Não viver em branca nuvem
Menino, escrevi poema que descrevia alguém que, de tão inerte, chegava para prestar contas ao Criador, e nada tinha a oferecer a não ser “o pedaço de chão que envelheceu sob seus pés”. Gente que nunca ousou, nada fez, não se doou a nada. Na juventude ouvi alguém às gargalhadas numa rodinha. Falavam de mim, que, diziam, estava sempre atrás de alguma causa para lutar. Não levei a mal. Tinha mesmo receios de me tornar o personagem do meu poema.
A disposição de fugir da inutilidade foi reforçada na escola pelo poema de Francisco Otaviano. “Quem passou pela vida em branca nuvem (…) Só passou pela vida, não viveu”. E pelo Eclesiastes. “Tudo quanto te vier à mão para fazer, faze-o, conforme as tuas forças, porque na sepultura, para onde vais, não há obra, projeto, conhecimento, nem sabedoria alguma”. Então, estive em empreitadas muitas. Subi favelas para evangelizar. E para politizar. Preguei a bêbados nas praças e a loucos, no sanatório. Falei a multidões em ginásios de cruzadas religiosas, e em ginásios de assembleias sindicais ou comícios políticos. Organizei panfletagens, colagens, greves e carreatas.
Sempre fui tímido. Mas um mestre, o hoje pastor Nilton de Souza, me ensinou atalhos para poder proclamar o que me ia ao coração. Com doze anos, aprendi a organizar ideias, classificá-las, priorizá-las, hierarquizá-las, até proferi-las. Continuo tímido. Mas quando mensagem há a entregar, sigo as lições do antigo mestre.E se dizer é uma missão, e proclamar é ato de nobreza, aprendi que mais forte que a palavra é o bom agir. Pode ser melhor causa carregar as sacolas de alguém, lavar sua cozinha, recolher seu lixo, transportá-lo ao médico.

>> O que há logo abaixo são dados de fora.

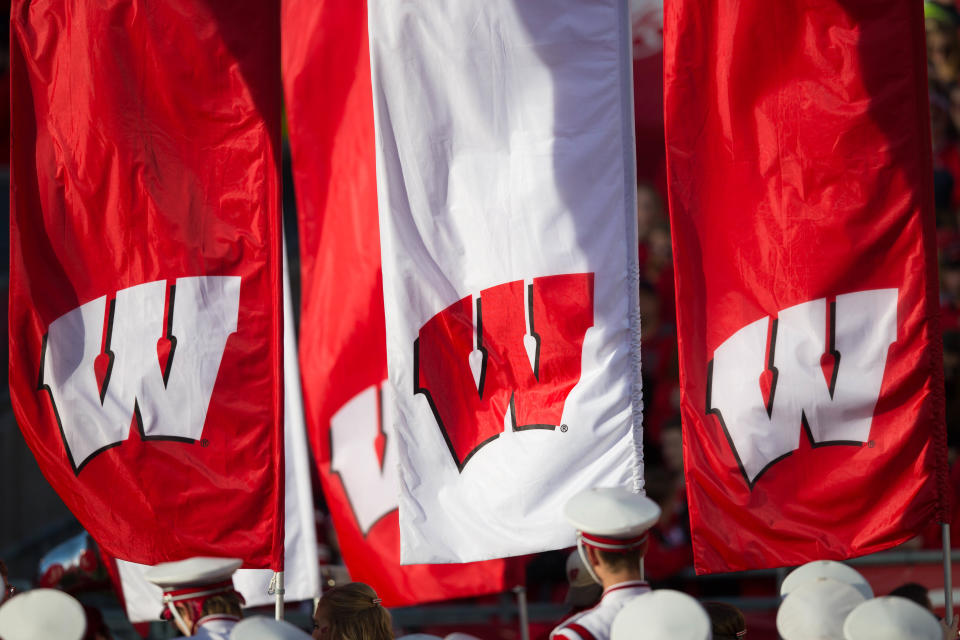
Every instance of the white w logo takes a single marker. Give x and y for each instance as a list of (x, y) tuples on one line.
[(363, 452), (169, 403), (819, 365)]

Dizendo assim, pode parecer que me enalteço. Não. Porque falho, erro, me canso, às vezes me omito. Sou normal. Como tantos, posso preferir uma tarde ao sofá assistindo inutilidades divertidas. Já me acovardei. Já me cansei. Já houve ocasiões de desistência de um sermão a minutos do horário marcado. Já me ausentei de reuniões importantes. É que às vezes o cansaço chega. Certa melancolia. Porque todo mundo que se doa, precisa se reabastecer.
Por isso é que, esclareço, não sou vocacionado a ministérios. Como prego o Evangelho, muitos me quiseram pastor. Não. Demanda desprendimentos que não possuo. Também me quiseram político hábil a direções partidárias, vereanças, essas coisas. Não. Também não caberiam em mim. E há quem me pretenda monocórdico. Mas não sou. Os que me conheceram militante político estranham o pregador, os que viram o evangelista olham de lado o militante. Não há razão para isso. As coisas se complementam.
Certa vez um militante que me admirava me perguntou se eu acreditava que o socialismo viria em nossa geração. Respondi que não. E nem na seguinte. Ou na outra. Ele se revoltou. Não admitia que militante dedicado como eu “não acreditasse” na causa que, então, proclamava. Expliquei minha visão das coisas. É preciso transformar as estruturas, e aí entra a militância política. Mas é preciso transformar o coração do homem, se não é como meter porcos na sala, e aí entra a militância cristã. Acho que até hoje ele anda inconformado com a resposta. Mas é o que creio. Então, sigo, imperfeitamente, cheio de erros e falhas, deixando insatisfeitos ora os que querem só o militante ou pensador político, ora os que querem só o pregador do Evangelho. Um caminhante. Tropeço, caio, levanto. Tento não viver em branca nuvem.